The Book of Margery Kempe

The Boke of Margery Kempe, is known as the first extant spiritual autobiography in English.

Margery claims she was illiterate, ‘not lettryd’.

According to her own story, Margery dictated her book. It is not a chronological account.

It ignores anything that is not primarily the story of Margery’s relationship with God and her spiritual journey.

The purpose of her Book is to reveal and authorise the meaning and truth she believes God had called her to follow.

The Book is divided into two parts:

Book 1, is in many ways like similar devotional texts of the period particularly those by women mystics and visionaries.

Through various experiences, childbirth, madness and her first vision of Christ Margery narrates her spiritual journey - that leads into her travels, and the ’gift of tears’.

In England, where she is accused of Lollardy, the Holy Land, Assisi, and Rome, where she enters into her mystical marriage, and Santiago.
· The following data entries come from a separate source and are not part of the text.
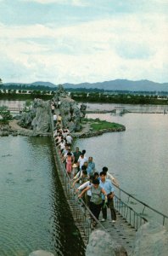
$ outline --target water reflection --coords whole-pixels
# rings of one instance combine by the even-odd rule
[[[76,143],[92,155],[98,171],[104,166],[120,187],[168,215],[168,119],[166,114],[87,114],[126,125],[126,131],[80,139]]]
[[[50,139],[8,137],[0,143],[0,255],[27,256],[37,249],[84,255]]]

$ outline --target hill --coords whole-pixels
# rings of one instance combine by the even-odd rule
[[[17,86],[46,86],[53,90],[57,85],[50,82],[37,81],[31,84],[8,83],[3,85],[17,85]],[[168,83],[154,83],[149,80],[132,81],[126,79],[116,79],[111,81],[98,82],[98,83],[81,83],[81,84],[63,84],[65,89],[101,89],[104,90],[130,90],[130,91],[168,91]]]

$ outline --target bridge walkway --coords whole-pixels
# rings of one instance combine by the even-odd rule
[[[59,110],[57,109],[56,113],[59,114]],[[76,226],[79,229],[81,236],[82,237],[85,246],[88,243],[89,236],[92,230],[100,229],[108,232],[112,239],[115,241],[118,244],[123,246],[126,249],[127,255],[131,254],[132,249],[133,247],[137,230],[138,228],[148,220],[143,217],[145,207],[149,207],[144,203],[139,201],[132,195],[127,194],[126,191],[122,190],[120,188],[117,188],[117,193],[114,198],[115,208],[116,210],[117,220],[115,224],[110,223],[110,210],[108,209],[108,218],[105,222],[98,221],[92,214],[88,207],[85,205],[83,201],[79,200],[76,193],[76,188],[71,187],[71,183],[69,176],[66,173],[64,165],[62,163],[58,148],[56,147],[54,139],[53,139],[53,115],[51,114],[51,125],[52,125],[52,140],[53,140],[53,150],[55,159],[55,164],[59,172],[59,176],[64,191],[64,195],[67,199],[67,202],[71,210],[71,213]],[[122,198],[122,193],[125,196]],[[126,195],[128,196],[128,200],[126,200]],[[129,206],[129,198],[132,200],[136,200],[142,203],[143,209],[139,212],[136,212],[132,207]],[[150,207],[150,209],[152,209]],[[152,209],[154,210],[154,209]],[[157,212],[157,211],[156,211]],[[165,219],[168,219],[168,217],[159,213],[163,218],[163,224]],[[102,213],[100,213],[99,220],[102,218]],[[96,221],[96,227],[92,224],[92,219]]]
The two great fires in Lynn.

Book 2, is more like a travel journal, or memoir.

John Kempe dies, as does Margery’s son. Margery accompanies her daughter-in law back to Prussia. And on to Danzig and Aachen, finally returning to Syon Abbey.

All of Margery’s travels symbolise her spiritual journey,

marked with transformative ‘turning points’.

It is clear from her book that Margery not only has an extremely retentive memory, but that she is very familiar with other books of devotion and spirituality, the Liturgy of the Church, as well as the Bible.

In some ways Margery’s story is reminiscent of the style and genre of Augustine’s Confessions, and the story of the Conversion of St Francis of Assisi, both of which Margery probably knew well.